Cardamom & Coconut Cake
You will need:
For the cake:
- 200g butter, softened
- 200g caster sugar
- 4 free-range eggs
- 250g self-raising flour
- 10 cardamom pods
- 1 tbsp creamed coconut, grated
- 1 tbsp milk
For the coconut filling:
- 60g creamed coconut, grated
- 20g butter, softened
- 3 tbsp icing sugar
- 1 tbsp creme fraiche or plain yoghurt
For the sugar syrup:
- 3 tbsp vanilla sugar (or caster sugar and a few drops vanilla essence)
- 5 cardamom pods
- Preheat the oven to 190C/375F/Gas 5. Grease and line a 23cm, 9 inch deep cake tin.
- Cream together the butter and sugar until light and fluffy.
- Beat the eggs in a separate bowl.
- Add a quarter of the eggs, along with a tablespoon of the flour and beat well. Repeat with rest of the eggs, beating well in between.

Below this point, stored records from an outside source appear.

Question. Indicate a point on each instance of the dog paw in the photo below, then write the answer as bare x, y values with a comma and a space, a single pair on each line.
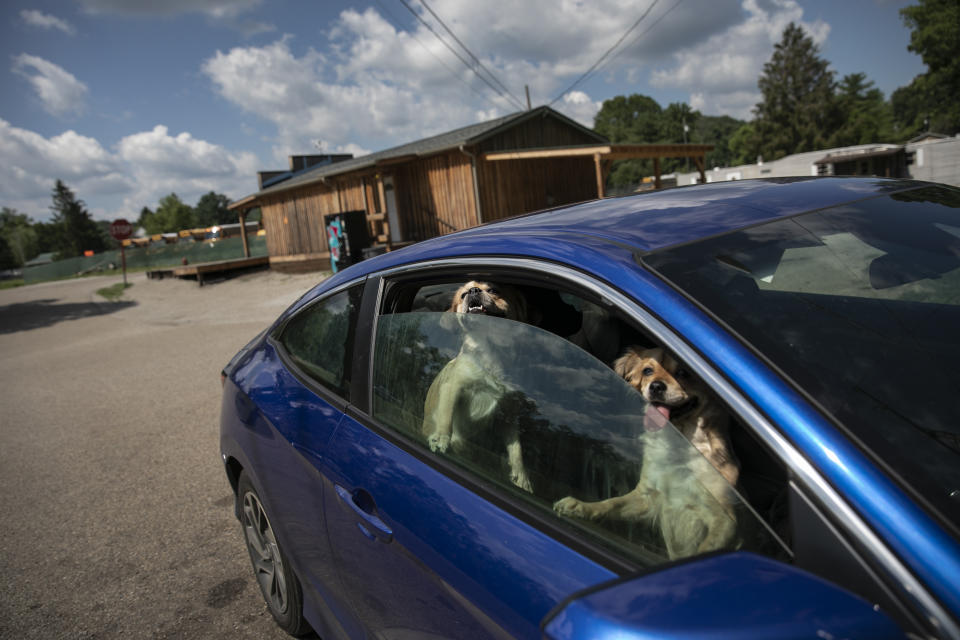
439, 442
569, 506
522, 481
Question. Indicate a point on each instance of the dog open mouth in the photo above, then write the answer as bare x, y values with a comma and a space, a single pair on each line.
658, 415
477, 307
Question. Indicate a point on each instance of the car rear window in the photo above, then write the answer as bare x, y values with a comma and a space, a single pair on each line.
859, 305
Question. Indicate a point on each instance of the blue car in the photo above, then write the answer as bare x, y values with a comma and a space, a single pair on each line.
726, 411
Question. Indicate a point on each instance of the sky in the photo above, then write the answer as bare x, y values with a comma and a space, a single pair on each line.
127, 101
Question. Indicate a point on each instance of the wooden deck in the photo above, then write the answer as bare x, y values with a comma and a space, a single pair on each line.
204, 269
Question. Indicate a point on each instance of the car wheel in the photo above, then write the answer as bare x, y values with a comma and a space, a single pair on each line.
273, 572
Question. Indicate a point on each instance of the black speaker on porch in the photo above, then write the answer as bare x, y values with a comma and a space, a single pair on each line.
347, 237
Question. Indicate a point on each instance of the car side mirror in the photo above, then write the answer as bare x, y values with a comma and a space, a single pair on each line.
735, 595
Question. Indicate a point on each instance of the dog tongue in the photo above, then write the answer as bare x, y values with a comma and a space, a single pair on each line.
656, 417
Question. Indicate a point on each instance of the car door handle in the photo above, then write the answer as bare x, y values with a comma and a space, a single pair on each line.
362, 503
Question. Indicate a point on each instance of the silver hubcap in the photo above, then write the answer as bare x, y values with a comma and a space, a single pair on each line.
262, 545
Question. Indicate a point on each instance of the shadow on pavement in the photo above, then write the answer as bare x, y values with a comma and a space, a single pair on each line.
36, 314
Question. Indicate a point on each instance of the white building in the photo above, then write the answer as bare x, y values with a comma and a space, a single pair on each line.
931, 157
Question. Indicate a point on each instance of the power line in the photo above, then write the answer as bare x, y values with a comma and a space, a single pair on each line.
465, 48
604, 56
459, 57
645, 31
438, 58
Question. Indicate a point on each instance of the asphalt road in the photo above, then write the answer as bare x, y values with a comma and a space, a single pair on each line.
115, 514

- Using a pestle and mortar, bash the cardamom pods to split them open, then scrape out the seeds. Discard the husks and grind the seeds into powder. (Or you could bash the pods with a rolling pin or similar and grind the seeds in a clean coffee or spice grinder).
- Add to the mixture, along with the tablespoon of grated creamed coconut and stir to combine.
- Add the flour in thirds, folding in lightly in between. When the flour is just incorporated and no streaks are showing, gently stir in the tablespoon of milk.
- Dollop into the tin, smooth over the top and bake for 25-30 minutes, or until the top is golden and risen, and a skewer inserted comes out clean.
- Grate the creamed coconut into a clean bowl.
- Add 2-3 tablespoons of hot water and stir until it reaches a paste-like consistency.
- Soften the butter until almost melting, then add, along with the icing sugar and beat well.
- When combined, add the spoonful of creme fraiche and stir to combine.
- Bash the cardamom pods open and grind in the same way as before.
- Place in a small saucepan, along with the vanilla sugar with 4 tablespoons of hot water.
- Bring to a simmer and reduce over a medium heat until the consistency thickens. BE CAREFUL because hot sugar is HOT.
- When the cake is out of the oven, prick holes all over the surface with a skewer and spoon on the sugar syrup so that it all soaks in. Leave for a few minutes before turning out of the tin and leaving to cool on a wire rack.
- When completely cool, carefully cut the cake in two.
- Spoon the coconut filling onto the bottom half, spreading out to the edge, then sandwich the other half back on top.
- Decorate with icing sugar and eat, feeling warmly smug and nostalgic.